Der US-Dollar stärkte sich erneut (+1% gegenüber dem CHF), während vor allem die Norwegische Krone schwächelte. Die fehlenden Impulse aus China führten zu Schwächen bei Industriemetallen wie Eisenerz, Aluminium und Kupfer, welche mit Verlusten zwischen 3-7% gehandelt wurden. Der Preis für Gold konnte sich zum USD über der wichtigen Unterstützung bei $1900/Unze behaupten.

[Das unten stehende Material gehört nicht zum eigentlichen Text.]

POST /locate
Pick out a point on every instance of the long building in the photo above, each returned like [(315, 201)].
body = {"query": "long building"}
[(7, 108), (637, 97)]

Der Ausblick eröffnet ein Szenario, in dem Anleger auf eine perfekte Disinflation setzen. Diese Erwartungshaltung fußt auf der Vorstellung einer ausgewogenen Dynamik – eine perfekte Disinflation in Verbindung mit einem Arbeitsmarkt, der sowohl nicht übermäßig stark ist, um dieses Szenario zu gefährden, als auch nicht zu schwach, um tiefgreifende Rezessionsängste zu schüren. Diese Erwartungshaltung wird durch die bemerkenswert niedrigen Aktienrisikoprämien nochmals unterstrichen. Die aktuelle Bewertungsniveaus sollten jedoch nicht ignoriert werden, da sie als Mahnung dienen, die Realität der Märkte im Blick zu behalten. Ein weiterer Aspekt, der beachtet werden muss, ist das zweischneidige Schwert des chinesischen Wachstums. Chinas Behörden müssten vermutlich entschlossener Stimulieren um eine potentielle deflationäre Abwärtsspirale zu verhindern. Die Auswirkungen dieser Stimuli dürften derweil in höherem globalem Inflationsdruck münden. Ohne eine solide Stimulierung fehlt der weltweit zweitgrößten Volkswirtschaft ein bedeutender Wachstumsimpuls. Insgesamt zeichnet sich ein komplexes Bild ab, das die Balance zwischen Inflation, Wachstum und dem Rezessionsrisiko in den Mittelpunkt stellt. Das Zusammenspiel dieser Faktoren lässt uns weiterhin mit einer gewissen Zurückhaltung agieren. Historisch steht mit dem September der schwächste Börsenmonat bevor. Die Stimmung der Investoren hat sich mit dem jüngst volatilen Auf- und Ab jedoch wieder etwas abgekühlt.